Though Aggarwal is yet to enter ODI cricket, he averages 48.71, striking at 100.72 with 14 fifties in 12 tons in domestic One Day cricket. MS Dhoni's slowness in batting especially to begin with, and against the spinners, has been a major talking point in the tournament, yet Captain Kohli is backing the veteran keeper batsman and former World Cup winning captain.
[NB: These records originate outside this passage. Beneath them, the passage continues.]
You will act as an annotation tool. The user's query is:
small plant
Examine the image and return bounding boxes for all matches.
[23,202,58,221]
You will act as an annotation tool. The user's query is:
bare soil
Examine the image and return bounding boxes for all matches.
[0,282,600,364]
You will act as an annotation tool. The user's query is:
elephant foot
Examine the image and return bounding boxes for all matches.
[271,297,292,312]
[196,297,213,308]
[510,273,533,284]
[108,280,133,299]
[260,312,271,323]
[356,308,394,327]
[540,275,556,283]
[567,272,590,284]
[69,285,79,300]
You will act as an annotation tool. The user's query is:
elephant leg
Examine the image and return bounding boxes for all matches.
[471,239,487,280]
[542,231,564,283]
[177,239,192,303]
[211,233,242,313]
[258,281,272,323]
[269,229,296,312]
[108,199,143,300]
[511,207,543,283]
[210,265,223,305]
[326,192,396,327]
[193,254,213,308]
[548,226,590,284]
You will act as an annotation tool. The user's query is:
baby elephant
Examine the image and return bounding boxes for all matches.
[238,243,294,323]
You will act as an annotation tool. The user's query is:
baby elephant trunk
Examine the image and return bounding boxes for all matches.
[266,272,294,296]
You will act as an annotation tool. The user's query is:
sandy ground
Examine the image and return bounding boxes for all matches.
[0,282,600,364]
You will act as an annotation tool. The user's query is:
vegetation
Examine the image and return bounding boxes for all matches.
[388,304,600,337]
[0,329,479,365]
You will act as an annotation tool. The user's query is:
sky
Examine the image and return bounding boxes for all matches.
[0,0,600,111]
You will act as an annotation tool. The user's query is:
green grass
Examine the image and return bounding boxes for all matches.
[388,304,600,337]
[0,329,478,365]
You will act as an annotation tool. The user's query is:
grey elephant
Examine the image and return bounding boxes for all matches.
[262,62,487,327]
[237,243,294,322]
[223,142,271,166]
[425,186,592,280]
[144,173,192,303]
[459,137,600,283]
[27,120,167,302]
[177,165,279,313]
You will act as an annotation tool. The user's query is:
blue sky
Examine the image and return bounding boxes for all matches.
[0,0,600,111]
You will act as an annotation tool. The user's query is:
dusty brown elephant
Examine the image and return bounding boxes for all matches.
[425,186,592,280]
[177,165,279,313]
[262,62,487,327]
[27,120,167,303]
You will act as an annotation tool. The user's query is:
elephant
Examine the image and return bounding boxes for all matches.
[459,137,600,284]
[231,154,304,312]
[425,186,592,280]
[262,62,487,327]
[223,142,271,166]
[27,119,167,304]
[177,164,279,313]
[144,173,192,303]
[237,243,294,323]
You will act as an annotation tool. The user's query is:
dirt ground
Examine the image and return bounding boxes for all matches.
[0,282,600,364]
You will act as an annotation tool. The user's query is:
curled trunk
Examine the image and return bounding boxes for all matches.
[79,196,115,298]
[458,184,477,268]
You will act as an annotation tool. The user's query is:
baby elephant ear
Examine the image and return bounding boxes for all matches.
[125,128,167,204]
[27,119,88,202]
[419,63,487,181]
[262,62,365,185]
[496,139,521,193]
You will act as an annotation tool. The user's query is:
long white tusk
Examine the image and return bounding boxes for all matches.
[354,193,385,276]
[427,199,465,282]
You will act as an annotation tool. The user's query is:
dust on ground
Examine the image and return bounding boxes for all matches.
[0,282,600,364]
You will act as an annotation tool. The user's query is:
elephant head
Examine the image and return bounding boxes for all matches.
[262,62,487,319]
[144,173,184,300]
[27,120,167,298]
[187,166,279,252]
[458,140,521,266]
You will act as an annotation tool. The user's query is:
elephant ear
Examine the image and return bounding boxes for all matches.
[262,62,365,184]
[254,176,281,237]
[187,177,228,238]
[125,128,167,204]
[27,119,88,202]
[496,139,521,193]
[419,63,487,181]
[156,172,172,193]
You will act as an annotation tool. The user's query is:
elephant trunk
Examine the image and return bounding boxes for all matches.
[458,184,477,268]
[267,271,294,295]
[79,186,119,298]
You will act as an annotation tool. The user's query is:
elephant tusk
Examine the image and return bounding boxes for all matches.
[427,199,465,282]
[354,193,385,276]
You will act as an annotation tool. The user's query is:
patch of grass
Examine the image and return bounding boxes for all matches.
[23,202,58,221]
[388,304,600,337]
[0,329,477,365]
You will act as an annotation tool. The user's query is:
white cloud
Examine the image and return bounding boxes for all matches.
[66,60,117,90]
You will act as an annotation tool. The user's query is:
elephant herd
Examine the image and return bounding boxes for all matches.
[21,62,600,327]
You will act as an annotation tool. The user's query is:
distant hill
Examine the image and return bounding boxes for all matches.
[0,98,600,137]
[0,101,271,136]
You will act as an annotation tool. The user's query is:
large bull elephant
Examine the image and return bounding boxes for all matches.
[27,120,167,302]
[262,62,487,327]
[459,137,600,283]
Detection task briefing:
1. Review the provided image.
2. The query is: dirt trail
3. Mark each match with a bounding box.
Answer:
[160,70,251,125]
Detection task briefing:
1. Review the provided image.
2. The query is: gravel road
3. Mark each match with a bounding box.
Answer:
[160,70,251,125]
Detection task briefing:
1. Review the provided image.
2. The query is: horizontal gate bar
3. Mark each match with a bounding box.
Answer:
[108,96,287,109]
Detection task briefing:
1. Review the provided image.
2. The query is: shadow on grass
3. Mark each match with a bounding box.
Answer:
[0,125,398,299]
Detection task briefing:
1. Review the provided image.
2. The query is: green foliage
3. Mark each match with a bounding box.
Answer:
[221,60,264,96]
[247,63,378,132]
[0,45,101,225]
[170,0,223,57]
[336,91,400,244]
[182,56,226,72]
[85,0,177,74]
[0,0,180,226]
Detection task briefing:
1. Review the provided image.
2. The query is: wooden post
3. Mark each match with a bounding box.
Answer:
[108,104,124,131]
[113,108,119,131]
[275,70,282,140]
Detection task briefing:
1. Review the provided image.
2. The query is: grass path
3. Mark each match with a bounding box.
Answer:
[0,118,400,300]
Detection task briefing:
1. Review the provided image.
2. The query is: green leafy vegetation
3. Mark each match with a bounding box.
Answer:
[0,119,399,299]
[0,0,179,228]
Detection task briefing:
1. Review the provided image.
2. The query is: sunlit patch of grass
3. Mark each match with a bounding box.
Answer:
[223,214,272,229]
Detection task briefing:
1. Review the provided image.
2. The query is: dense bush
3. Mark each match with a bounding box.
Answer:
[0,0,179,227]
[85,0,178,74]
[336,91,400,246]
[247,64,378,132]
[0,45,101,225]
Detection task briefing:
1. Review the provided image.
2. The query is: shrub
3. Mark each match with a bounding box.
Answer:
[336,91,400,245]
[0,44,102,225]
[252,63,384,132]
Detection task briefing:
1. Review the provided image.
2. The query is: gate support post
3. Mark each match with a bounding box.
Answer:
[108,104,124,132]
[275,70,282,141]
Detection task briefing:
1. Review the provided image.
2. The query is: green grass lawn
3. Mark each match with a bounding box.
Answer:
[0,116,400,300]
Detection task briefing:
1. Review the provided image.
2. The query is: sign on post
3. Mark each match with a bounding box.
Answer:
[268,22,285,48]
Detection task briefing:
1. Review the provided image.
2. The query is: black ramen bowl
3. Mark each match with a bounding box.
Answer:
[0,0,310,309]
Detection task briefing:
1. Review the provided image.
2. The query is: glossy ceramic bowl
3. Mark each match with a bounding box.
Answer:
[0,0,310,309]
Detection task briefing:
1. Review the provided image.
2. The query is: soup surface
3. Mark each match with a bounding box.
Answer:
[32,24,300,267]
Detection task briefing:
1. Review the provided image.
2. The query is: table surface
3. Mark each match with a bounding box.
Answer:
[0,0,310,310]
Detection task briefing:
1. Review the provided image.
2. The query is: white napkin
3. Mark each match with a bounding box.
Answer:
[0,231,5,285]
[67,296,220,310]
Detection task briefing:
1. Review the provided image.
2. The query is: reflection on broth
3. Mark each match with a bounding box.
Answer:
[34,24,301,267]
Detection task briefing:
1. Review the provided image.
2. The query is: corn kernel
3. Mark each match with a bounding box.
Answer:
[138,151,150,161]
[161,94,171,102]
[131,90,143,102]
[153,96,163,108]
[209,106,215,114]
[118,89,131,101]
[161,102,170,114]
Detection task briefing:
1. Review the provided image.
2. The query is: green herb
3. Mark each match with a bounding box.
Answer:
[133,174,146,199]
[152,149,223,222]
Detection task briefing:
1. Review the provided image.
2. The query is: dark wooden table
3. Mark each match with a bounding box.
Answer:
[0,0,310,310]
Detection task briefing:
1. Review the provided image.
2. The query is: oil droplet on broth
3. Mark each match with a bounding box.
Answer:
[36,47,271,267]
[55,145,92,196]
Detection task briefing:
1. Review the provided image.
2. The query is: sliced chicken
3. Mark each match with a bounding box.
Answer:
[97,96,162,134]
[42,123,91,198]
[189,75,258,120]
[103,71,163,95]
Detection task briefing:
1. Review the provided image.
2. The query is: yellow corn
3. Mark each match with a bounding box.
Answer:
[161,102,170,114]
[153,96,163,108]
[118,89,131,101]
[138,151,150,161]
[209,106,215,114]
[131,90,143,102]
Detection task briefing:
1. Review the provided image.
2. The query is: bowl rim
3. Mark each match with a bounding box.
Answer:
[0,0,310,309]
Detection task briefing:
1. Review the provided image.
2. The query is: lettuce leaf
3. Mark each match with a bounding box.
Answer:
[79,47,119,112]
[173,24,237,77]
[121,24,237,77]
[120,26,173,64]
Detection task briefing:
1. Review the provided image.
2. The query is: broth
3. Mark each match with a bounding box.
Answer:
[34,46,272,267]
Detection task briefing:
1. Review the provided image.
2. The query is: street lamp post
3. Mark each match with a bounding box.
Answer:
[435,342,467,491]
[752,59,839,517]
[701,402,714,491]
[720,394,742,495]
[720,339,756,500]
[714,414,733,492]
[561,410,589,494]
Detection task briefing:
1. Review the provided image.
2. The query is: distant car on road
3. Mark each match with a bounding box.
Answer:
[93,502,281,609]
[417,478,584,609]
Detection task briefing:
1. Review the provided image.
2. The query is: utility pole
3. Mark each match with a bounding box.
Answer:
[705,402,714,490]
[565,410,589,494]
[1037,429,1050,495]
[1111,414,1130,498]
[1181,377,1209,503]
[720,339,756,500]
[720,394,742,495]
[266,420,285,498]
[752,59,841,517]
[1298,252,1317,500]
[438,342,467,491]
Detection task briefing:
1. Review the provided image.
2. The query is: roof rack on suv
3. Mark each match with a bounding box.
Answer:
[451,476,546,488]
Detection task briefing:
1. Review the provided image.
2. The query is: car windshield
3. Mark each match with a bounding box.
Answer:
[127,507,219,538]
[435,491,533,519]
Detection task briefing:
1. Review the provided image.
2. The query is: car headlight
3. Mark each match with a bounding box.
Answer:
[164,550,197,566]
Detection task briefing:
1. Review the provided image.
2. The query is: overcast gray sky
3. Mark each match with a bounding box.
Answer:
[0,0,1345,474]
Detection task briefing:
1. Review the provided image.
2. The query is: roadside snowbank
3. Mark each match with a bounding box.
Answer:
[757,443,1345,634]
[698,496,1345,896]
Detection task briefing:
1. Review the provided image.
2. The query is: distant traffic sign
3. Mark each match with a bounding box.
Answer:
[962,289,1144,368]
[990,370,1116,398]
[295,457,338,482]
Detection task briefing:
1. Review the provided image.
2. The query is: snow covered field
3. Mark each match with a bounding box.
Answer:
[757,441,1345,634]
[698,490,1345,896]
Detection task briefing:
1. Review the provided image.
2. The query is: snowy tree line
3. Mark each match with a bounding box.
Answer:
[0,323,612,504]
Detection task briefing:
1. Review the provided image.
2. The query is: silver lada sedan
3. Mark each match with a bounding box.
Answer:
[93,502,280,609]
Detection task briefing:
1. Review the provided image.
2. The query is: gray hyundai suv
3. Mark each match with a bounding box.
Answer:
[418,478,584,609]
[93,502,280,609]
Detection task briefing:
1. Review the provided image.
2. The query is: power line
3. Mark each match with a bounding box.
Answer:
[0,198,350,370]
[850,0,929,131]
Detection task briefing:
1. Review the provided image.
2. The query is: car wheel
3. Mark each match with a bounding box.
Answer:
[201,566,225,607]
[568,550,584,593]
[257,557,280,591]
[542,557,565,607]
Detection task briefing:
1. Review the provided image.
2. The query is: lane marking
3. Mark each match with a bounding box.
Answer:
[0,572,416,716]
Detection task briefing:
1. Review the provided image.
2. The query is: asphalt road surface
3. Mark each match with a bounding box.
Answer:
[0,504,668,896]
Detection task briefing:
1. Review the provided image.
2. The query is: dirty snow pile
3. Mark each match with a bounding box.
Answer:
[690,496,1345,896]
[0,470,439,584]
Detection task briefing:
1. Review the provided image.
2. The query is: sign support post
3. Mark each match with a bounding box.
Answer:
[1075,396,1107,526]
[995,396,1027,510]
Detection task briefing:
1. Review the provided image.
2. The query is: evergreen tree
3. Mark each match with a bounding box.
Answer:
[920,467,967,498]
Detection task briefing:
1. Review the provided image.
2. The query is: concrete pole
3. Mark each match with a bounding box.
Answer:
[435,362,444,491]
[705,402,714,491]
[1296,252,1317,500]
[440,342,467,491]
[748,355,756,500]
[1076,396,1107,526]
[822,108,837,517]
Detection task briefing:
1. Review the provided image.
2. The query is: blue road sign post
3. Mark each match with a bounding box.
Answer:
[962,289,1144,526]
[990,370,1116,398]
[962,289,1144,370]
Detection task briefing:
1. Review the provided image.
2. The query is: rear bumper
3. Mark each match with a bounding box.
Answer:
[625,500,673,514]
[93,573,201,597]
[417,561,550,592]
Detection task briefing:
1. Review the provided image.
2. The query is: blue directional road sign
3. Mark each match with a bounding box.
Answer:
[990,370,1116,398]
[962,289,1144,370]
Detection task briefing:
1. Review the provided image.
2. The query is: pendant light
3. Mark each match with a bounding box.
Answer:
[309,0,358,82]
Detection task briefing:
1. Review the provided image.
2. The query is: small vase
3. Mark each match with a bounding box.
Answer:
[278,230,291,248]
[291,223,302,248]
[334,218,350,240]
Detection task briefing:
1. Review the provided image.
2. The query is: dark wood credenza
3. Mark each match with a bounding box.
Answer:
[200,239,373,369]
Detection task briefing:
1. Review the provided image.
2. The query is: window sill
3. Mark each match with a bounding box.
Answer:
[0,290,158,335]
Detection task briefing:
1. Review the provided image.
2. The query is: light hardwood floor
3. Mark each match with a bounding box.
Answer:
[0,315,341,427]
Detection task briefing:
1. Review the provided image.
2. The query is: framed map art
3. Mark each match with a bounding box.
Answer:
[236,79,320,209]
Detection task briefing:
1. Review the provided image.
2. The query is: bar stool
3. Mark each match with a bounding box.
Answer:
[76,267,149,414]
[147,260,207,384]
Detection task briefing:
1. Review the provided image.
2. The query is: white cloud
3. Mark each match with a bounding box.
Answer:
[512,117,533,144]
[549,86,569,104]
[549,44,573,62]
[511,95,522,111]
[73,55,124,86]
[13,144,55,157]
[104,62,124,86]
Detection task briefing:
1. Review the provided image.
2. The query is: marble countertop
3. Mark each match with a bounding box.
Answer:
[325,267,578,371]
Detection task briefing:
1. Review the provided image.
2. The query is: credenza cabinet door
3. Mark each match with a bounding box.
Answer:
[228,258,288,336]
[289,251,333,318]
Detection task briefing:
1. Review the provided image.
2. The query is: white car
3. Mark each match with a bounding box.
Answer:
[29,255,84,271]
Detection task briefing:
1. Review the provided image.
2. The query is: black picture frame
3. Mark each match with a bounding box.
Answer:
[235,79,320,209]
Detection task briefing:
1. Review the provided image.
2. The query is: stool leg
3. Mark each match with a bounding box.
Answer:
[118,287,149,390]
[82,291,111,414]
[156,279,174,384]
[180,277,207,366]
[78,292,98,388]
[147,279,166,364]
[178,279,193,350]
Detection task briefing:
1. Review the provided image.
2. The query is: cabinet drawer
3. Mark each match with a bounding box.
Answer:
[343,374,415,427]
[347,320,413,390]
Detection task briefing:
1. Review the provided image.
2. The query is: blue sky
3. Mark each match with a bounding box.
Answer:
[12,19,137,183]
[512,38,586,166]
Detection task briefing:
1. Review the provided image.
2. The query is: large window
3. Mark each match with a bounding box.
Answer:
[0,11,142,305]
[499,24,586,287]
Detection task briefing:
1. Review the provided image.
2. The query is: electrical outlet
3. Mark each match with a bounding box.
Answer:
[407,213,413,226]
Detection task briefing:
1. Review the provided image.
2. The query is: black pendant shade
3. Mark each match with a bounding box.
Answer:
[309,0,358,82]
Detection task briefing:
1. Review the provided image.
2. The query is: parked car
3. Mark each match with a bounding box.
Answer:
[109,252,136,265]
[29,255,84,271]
Kedhar Jadhav himself may not be aware of any sort of reason for his existence in the current Indian XI, as he hardly bowled and also not made any major contribution to the team excluding the half-century against Afganistan, while also being an underwhelming fielder and also injury- prone. The ever-reliable fielder, a much-improved batsman and always a handy bowler, Jadeja would be an apt replacement. Similarly, in case if Bhuvaneshwar would return tomorrow, one among the "KulCha duo" would have to make way for him without a doubt, especially when their figures in the last match is taken to focus (Chahal 0/88 (10), the most expensive spell by an Indian spinner in ODIs and Kuldeep 0/72(10) ). Bhuvaneshwar's entry would add solidity to the lower order. Even if Bhuvaneshwar doesn't come in, one of these two would be replaced with Jadeja, and Dinesh Karthik might get in in place of Jadhav. Shami and Bumrah would continue their new ball duty.

The same track which was used for Sunday's match will be in use for this match too and once again it is likely to favour the team batting first and slow down as the match progresses. This means one square boundary will be shorter than the other.

Bangladesh (probable): 1 Tamim Iqbal, 2 Soumya Sarkar, 3 Shakib Al Hasan, 4 Mushfiqur Rahim (wk), 5 Liton Das, 6 Mahmudullah, 7 Mosaddek Hossain, 8 Mehidy Hasan, 9 Mohammad Saifuddin, 10 Mashrafe Mortaza (capt), 11 Mustafizur Rahman

India (probable): 1 KL Rahul, 2 Rohit Sharma, 3 Virat Kohli (capt), 4 Rishabh Pant, 5 MS Dhoni (wk), 6 Kedar Jadhav, 7 Hardik Pandya, 8 Bhuvneshwar Kumar, 9 Kuldeep Yadav/Yuzvendra Chahal, 10 Mohammed Shami, 11 Jasprit Bumrah

Soumya Sarkar is one of only six batsmen in ODI history to score more than 1000 runs as an opener at a 30-plus average and a strike rate of over 100.

If he scores 53, Mahmudullah will become the fourth Bangladesh batsman to score 4000 ODI runs.

Jasprit Bumrah is five wickets short - and Kuldeep Yadav eight wickets short - of 100 in ODIs.